The Prints and Photographs Division fine prints collection includes more than 230 prints produced by the Graphic Art Division of the Federal Art Project.
According to the National Archives description for Record Group 69 (Records of the Work Projects Administration),
The Federal Art Project was started in August and September, 1935, as part of the WPA sponsored Federal Project Number 1. Its main purpose was to provide employment for artists on the relief rolls. The national director was Holger Cahill. FAP operated through regional, state and district offices, in all states at some time, including separate projects for New York City and Northern and Southern California. After June 30, 1939, when FAP was abolished, the arts programs continued as state projects.1
The Graphic Arts Section reportedly employed more than 200 printmakers and produced upwards of 240,000 prints from more than 11,000 designs. While quality undoubtedly varied, some artists were recognized with awards and fellowships.
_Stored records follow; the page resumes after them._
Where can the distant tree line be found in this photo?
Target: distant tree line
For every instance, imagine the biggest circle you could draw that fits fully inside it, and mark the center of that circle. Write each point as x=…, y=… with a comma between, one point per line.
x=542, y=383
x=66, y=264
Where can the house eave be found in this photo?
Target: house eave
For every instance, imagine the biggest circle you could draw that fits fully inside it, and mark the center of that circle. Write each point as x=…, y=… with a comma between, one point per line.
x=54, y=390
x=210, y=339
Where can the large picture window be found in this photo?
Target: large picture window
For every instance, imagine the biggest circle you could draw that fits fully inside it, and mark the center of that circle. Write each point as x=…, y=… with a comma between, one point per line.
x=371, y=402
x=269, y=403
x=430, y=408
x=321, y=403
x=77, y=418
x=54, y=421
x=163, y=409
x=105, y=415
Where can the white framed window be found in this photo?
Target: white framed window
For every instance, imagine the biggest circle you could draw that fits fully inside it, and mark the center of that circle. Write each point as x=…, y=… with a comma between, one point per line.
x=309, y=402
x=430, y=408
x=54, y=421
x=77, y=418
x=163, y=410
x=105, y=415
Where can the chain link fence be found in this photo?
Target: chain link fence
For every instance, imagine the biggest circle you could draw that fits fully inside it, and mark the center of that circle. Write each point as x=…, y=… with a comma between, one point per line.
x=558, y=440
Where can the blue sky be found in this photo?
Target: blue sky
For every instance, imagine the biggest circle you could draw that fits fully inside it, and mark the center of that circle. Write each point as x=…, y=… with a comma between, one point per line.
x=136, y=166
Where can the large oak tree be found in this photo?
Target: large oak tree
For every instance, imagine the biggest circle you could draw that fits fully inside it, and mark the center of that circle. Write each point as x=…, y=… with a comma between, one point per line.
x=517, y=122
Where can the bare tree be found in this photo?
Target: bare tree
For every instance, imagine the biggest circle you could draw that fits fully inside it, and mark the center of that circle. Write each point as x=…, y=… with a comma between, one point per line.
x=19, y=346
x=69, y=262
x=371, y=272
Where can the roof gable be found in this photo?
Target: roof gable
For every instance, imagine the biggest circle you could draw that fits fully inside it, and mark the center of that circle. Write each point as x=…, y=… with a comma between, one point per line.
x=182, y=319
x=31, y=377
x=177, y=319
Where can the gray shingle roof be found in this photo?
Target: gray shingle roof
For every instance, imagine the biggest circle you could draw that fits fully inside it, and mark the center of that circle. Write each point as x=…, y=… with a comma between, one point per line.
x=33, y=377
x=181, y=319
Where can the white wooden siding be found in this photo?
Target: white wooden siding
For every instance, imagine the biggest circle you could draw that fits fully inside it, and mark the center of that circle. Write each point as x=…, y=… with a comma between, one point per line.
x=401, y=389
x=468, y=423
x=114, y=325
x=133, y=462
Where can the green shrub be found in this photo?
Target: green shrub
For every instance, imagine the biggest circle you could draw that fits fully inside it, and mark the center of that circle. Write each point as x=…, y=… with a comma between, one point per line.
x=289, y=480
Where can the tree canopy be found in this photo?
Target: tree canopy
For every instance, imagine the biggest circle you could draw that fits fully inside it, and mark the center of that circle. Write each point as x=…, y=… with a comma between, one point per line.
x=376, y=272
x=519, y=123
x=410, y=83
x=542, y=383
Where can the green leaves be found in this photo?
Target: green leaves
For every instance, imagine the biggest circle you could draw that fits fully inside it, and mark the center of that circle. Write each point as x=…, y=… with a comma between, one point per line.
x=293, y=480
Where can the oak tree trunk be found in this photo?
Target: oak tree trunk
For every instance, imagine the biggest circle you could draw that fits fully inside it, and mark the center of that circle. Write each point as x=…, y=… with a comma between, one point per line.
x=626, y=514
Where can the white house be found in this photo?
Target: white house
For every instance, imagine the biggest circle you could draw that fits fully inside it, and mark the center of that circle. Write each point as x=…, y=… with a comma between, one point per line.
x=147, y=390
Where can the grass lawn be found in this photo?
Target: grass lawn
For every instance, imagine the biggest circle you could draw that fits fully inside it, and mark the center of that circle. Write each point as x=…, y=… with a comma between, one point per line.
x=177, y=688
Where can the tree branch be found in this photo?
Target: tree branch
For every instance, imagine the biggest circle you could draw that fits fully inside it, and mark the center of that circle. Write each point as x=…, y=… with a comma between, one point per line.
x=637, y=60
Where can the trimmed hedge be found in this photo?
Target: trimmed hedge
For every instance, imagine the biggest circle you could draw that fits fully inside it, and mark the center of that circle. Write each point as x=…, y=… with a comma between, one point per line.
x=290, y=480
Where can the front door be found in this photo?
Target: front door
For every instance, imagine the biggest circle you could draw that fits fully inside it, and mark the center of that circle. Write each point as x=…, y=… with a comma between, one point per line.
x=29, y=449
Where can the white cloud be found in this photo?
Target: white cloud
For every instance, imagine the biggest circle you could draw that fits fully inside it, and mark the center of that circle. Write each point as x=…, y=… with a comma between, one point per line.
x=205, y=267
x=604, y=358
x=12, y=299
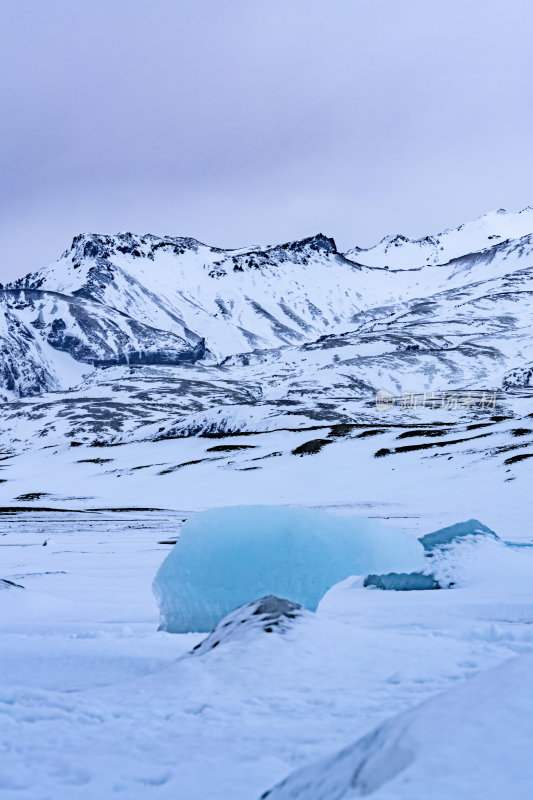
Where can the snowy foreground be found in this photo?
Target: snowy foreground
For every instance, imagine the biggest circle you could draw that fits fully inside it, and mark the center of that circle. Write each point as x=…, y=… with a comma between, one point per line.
x=425, y=693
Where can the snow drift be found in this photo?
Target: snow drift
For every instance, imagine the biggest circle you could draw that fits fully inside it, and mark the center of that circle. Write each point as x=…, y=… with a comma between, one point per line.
x=450, y=746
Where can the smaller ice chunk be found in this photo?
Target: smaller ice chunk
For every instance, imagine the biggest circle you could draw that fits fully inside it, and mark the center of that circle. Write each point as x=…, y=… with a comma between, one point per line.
x=402, y=581
x=226, y=557
x=267, y=615
x=445, y=536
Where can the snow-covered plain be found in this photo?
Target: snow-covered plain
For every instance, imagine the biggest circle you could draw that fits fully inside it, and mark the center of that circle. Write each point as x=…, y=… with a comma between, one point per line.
x=94, y=701
x=98, y=475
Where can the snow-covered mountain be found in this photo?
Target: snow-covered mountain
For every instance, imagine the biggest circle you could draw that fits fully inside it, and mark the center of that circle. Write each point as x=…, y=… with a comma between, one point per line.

In reviewing the history of the New Deal art projects, Richard D. McKinzie noted that one quarter of all the American prints highlighted in the British Fine Prints of the Year for 1937 were produced by artists working for the WPA/FAP. Among its achievements was the development of a new printing process by the Philadelphia project: using carborundum in preparing engraving plates, printmakers could achieve new levels of tone and shade. The productivity of the section and reasonable prices of the prints it produced helped the unit contribute to the WPA's democratic goal of bringing art to the people. Many prints ended up in libraries, colleges, schools and government offices, as well as in private collections.2
Most of the prints in the Prints & Photographs Division's Fine Print filing series were transferred to the Library in 1943 from the WPA Art Program in Chicago. The hasty liquidation of the Federal Art Project was largely handled through the Central Allocation Unit in Chicago, which moved some 15,000 items in one three-week period. That may have been the specific source of the prints in the Library of Congress collection.